Bronze is an alloy consisting primarily of copper, commonly with about 12% tin and often with the addition of other metals (such as aluminium, manganese, nickel or zinc) and sometimes non-metals or metalloids such as arsenic, phosphorus or silicon.
The clay is of a strong red colour, containing much oxide of iron, and with it so much carbonate of lime as to effervesce considerably with acids.
The limestone is in some parts formed of various marine remains, in others it is uniformly granular.
Through both these there are dispersed in various places deposits of copper ore in small quantities.
These consist of carbonate of copper, diffused through the earthy matters, and of crystallized masses of the same substance; and, more rarely, there are found lumps of red oxide with particles of grey ore and native copper.
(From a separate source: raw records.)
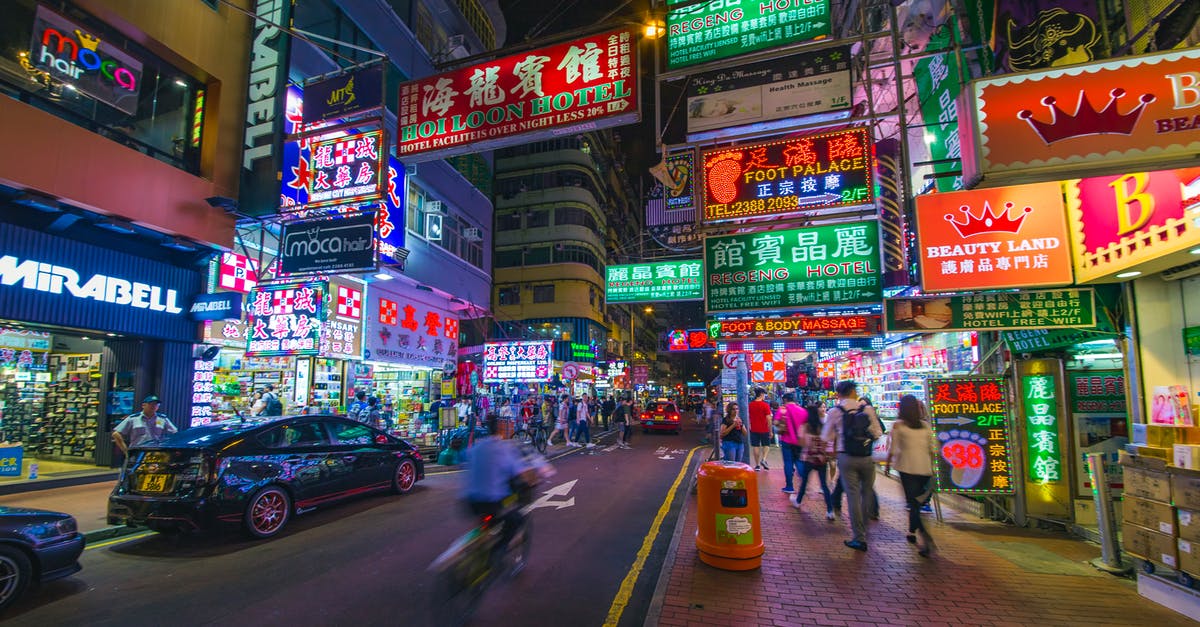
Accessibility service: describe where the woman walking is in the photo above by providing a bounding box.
[720,402,748,463]
[887,395,938,556]
[792,403,834,519]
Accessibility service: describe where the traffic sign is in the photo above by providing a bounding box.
[721,353,742,369]
[562,362,580,380]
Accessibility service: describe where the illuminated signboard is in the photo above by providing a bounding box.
[927,377,1016,495]
[704,220,881,313]
[1067,370,1126,495]
[710,313,881,340]
[687,329,714,351]
[701,127,873,223]
[483,341,552,383]
[915,182,1073,293]
[397,28,639,162]
[667,329,688,351]
[322,279,364,360]
[0,328,50,371]
[885,289,1096,333]
[664,150,695,210]
[606,260,703,303]
[191,357,215,426]
[1022,374,1064,485]
[306,129,384,208]
[367,290,459,369]
[666,0,831,70]
[245,283,325,357]
[30,6,144,115]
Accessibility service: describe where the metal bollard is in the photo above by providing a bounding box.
[1086,452,1131,574]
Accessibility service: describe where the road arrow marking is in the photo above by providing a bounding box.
[530,496,575,511]
[658,455,675,460]
[526,479,578,512]
[671,449,687,455]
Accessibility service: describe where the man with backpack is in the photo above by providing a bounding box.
[262,384,284,416]
[601,395,616,430]
[821,380,883,552]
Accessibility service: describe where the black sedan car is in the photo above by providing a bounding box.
[0,506,84,612]
[108,414,424,539]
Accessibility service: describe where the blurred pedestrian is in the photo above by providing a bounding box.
[601,394,616,430]
[777,393,806,494]
[887,394,938,557]
[549,394,571,446]
[822,380,882,552]
[792,403,834,519]
[720,402,747,463]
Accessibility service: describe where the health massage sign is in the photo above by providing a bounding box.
[667,0,831,69]
[709,313,880,340]
[702,127,873,223]
[397,29,638,161]
[606,260,703,303]
[926,377,1016,495]
[705,220,881,313]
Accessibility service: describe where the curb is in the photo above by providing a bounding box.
[83,524,148,544]
[642,452,700,627]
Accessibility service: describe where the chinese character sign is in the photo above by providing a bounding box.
[366,289,459,369]
[1067,369,1127,495]
[711,314,880,340]
[1022,374,1063,485]
[245,283,325,356]
[913,28,964,192]
[191,358,216,426]
[483,341,553,383]
[307,130,384,208]
[705,220,881,313]
[397,29,638,161]
[885,289,1097,333]
[702,128,873,223]
[667,0,831,69]
[926,377,1016,495]
[606,260,703,303]
[915,182,1073,292]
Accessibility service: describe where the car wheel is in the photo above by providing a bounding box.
[244,485,291,539]
[393,458,418,494]
[0,544,32,612]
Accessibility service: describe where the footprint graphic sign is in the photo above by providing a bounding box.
[926,377,1016,495]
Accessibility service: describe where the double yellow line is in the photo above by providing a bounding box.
[85,530,155,551]
[602,445,703,627]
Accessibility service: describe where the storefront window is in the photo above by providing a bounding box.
[0,0,205,172]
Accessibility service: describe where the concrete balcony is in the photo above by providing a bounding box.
[496,185,600,210]
[496,224,604,248]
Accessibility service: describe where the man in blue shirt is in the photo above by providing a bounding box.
[462,417,538,550]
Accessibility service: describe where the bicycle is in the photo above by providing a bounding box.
[428,501,532,627]
[512,419,548,454]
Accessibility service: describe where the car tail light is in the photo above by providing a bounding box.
[641,413,650,420]
[669,413,679,421]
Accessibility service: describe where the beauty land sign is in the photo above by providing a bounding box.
[397,28,638,162]
[915,182,1073,292]
[965,47,1200,182]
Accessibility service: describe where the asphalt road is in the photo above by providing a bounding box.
[6,419,709,627]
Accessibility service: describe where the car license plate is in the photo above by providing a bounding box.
[137,473,172,493]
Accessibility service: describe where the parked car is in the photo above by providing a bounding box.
[0,506,84,612]
[108,414,424,539]
[640,401,682,434]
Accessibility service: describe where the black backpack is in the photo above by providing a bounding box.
[264,393,283,416]
[840,406,874,457]
[568,402,578,421]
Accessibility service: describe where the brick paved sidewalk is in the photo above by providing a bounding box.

Notice accompanying a Section of Heligoland, drawn up from the Communications of Lieutenants Dickson and Mac Culloch, of the Royal Engineers.
By John MacCulloch, M.D. F.L.S – Member of the Geological Society
The German Bight and the area around the island is known to have been inhabited since prehistoric times.
Flint tools have been recovered from the bottom of the sea surrounding Heligoland.
On the Oberland, prehistoric burial mounds were visible until the late 19th century and excavations showed skeletons and artefacts.
Moreover, prehistoric copper plates have been found under water near the island; those plates were almost certainly made on the Oberland.
In 697, Radbod, the last Frisian king, retreated to the then-single island after his defeat by the Franks – so it is written in the Life of Willebrord by Alcuin.
By 1231, the island was listed as the property of the Danish king Valdemar II.
Archaeological findings from the 12th to 14th century suggest the processing of copper ore on the island.